Market Updates
Wall Street Rally Gathers Steam
Barry Adams
04 Oct, 2022
New York City
Stocks extended rally for the second day in a row as fears recede on Wall Street.
Market mood improved on the hopes that the Federal Reserve may slow future rate hikes and may even pause as the U.S. rate hikes are stoking worldwide commodities inflation and currency market chaos.
The British pound, the Japanese yen and the euro have dropped at least 20% in the last six months, since the Federal Reserve began its aggressive rate hike in March.
Tensions also receded after Credit Suisse executives reassured investors over the weekend that the investment bank has sufficient liquidity.
Market sentiment also improved after the number of job openings declined to 10.1 million in August from a downwardly revised 11.2 million in July, the U.S. Census Bureau reported Tuesday.
The job openings are still near the record 11.9 million in March, but the slight easing of the data also contributed to positive sentiment.
The S&P 500 index jumped 2.8% to 3,781.24 and the Nasdaq Composite index surged 3.3% to 11,600.59.
The VIX index, a measure of market volatility, declined 5% after investors focused on searching bargains among the recently beaten down stocks.
Crude oil increased $2.94 to $86.41 a barrel and natural gas increased 23 cents to $6.71 a thermal unit.

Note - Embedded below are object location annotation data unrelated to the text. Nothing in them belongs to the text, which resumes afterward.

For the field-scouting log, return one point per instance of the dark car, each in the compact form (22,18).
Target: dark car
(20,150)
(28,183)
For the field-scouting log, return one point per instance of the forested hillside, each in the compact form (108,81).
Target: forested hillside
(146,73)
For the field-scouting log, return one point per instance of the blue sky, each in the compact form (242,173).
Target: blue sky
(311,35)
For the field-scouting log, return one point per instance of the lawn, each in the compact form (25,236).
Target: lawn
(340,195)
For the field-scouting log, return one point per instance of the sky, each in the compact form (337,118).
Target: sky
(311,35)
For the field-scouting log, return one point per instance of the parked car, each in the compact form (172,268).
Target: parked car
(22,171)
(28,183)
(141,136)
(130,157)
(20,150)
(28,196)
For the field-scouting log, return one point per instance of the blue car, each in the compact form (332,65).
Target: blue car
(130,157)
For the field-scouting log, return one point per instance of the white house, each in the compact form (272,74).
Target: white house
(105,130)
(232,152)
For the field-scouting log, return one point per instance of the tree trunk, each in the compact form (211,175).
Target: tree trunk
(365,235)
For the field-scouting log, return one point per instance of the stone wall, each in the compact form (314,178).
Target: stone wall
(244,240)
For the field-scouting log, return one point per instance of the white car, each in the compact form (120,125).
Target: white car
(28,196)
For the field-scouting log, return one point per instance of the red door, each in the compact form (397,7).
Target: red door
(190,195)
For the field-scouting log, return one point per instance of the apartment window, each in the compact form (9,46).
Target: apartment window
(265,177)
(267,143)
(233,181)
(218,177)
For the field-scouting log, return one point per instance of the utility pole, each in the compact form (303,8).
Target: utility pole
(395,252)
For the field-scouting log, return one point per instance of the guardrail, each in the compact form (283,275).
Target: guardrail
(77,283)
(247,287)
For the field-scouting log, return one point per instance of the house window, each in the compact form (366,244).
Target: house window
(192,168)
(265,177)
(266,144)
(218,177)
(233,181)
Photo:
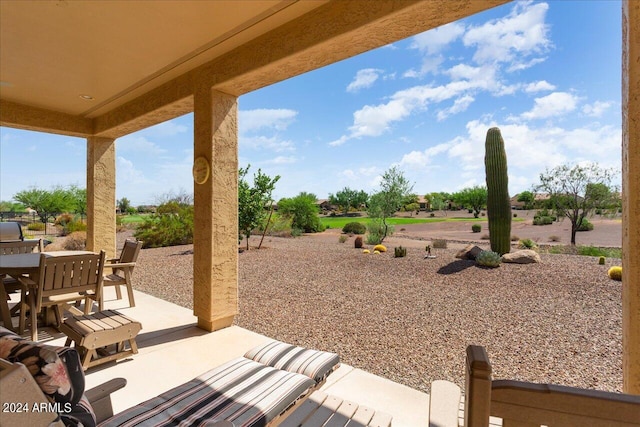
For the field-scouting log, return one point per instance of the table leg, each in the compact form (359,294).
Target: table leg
(4,308)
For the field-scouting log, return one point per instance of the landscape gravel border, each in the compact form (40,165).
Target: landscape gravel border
(410,319)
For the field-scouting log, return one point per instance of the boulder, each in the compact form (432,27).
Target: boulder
(469,252)
(525,256)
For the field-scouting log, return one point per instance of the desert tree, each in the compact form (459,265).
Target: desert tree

The yield on 2-year notes decreased to 4.05%, 10-year notes fell to 3.58% and 30-year bonds eased to 3.67%.
European Markets Extend 2-day Rally
In Europe, market indexes accelerated gains following the sharp gains in New York.

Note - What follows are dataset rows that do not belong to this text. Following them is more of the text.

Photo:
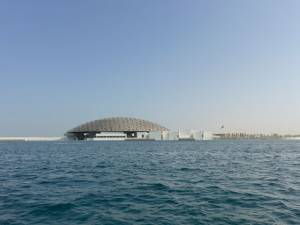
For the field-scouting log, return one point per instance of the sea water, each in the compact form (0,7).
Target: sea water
(204,182)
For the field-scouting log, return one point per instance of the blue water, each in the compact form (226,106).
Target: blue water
(214,182)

In addition, the natural gas prices eased in Europe trading and dropped to a ten-week low.
Brent crude oil price in London rose 3.2% to $91.62 a barrel and TTF natural gas prices declined 6.4% to 159 euros a megawatt hour.

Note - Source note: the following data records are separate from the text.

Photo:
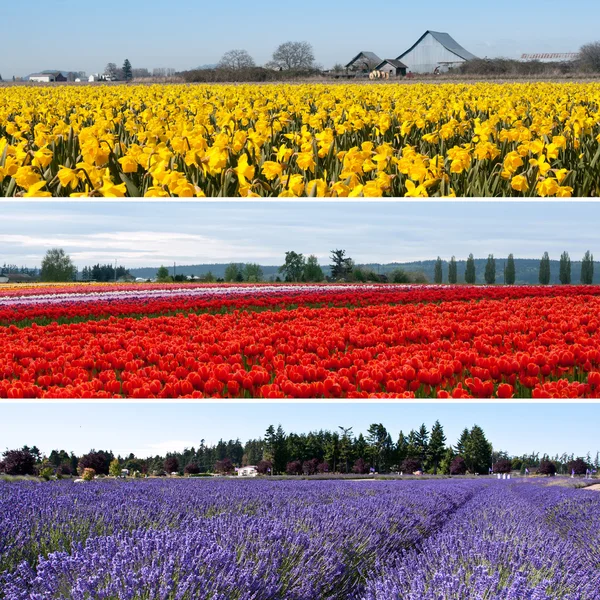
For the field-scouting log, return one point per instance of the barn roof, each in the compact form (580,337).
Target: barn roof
(447,41)
(370,56)
(392,61)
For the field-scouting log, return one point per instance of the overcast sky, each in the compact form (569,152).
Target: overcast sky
(183,34)
(150,429)
(142,234)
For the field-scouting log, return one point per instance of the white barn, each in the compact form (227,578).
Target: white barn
(434,50)
(363,62)
(248,471)
(43,77)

The DAX index increased 3.5% to 12,630.29, the CAC-40 index soared 3.9% to 6,022.79 and the FTSE 100 index gained 2.5% to 7,080.90.
the euro rebounded and moved further away from a 20-year low to 99 U.S. cents and the British pound jumped to $1.14.
The Italian 10-year bonds yields also improved to 4.2% from the 10-year high of 4.5% in the end of September.
Asian Markets Surge, N Korea Fires Missile
Stocks in Asia gained on the improved global market sentiment and a decline in the U.S. dollar.
Stocks jumped in Tokyo despite North Korea firing a missile over Northern Japan before landing in the Pacific ocean.
North Korea fired the missile before warning Japan's military as the communist nation stepped up its weapons testing program.
Smaller-than-expected rate increase of 25 basis points by the Reserve Bank of Australia also contributed to market sentiment.
The Nikkei 225 index jumped 2.96% to 22,962.21, the Hang Seng index fell 0.8% to 17,079.51 and the Sensex index increased 2.2% to 58,065.47.
Defense sector stocks in Tokyo rose after North Korea fired a missile for the first time in five years.
The Reserve Bank of Australia hiked its key lending rate by 25 basis points and 10-year government bond yield dropped to a two-week low of 3.7%.
The RBA revised its key lending rate to 2.60% from 2.35% and added that additional rates are required to bring down inflation back to its target range between 2% and 3%.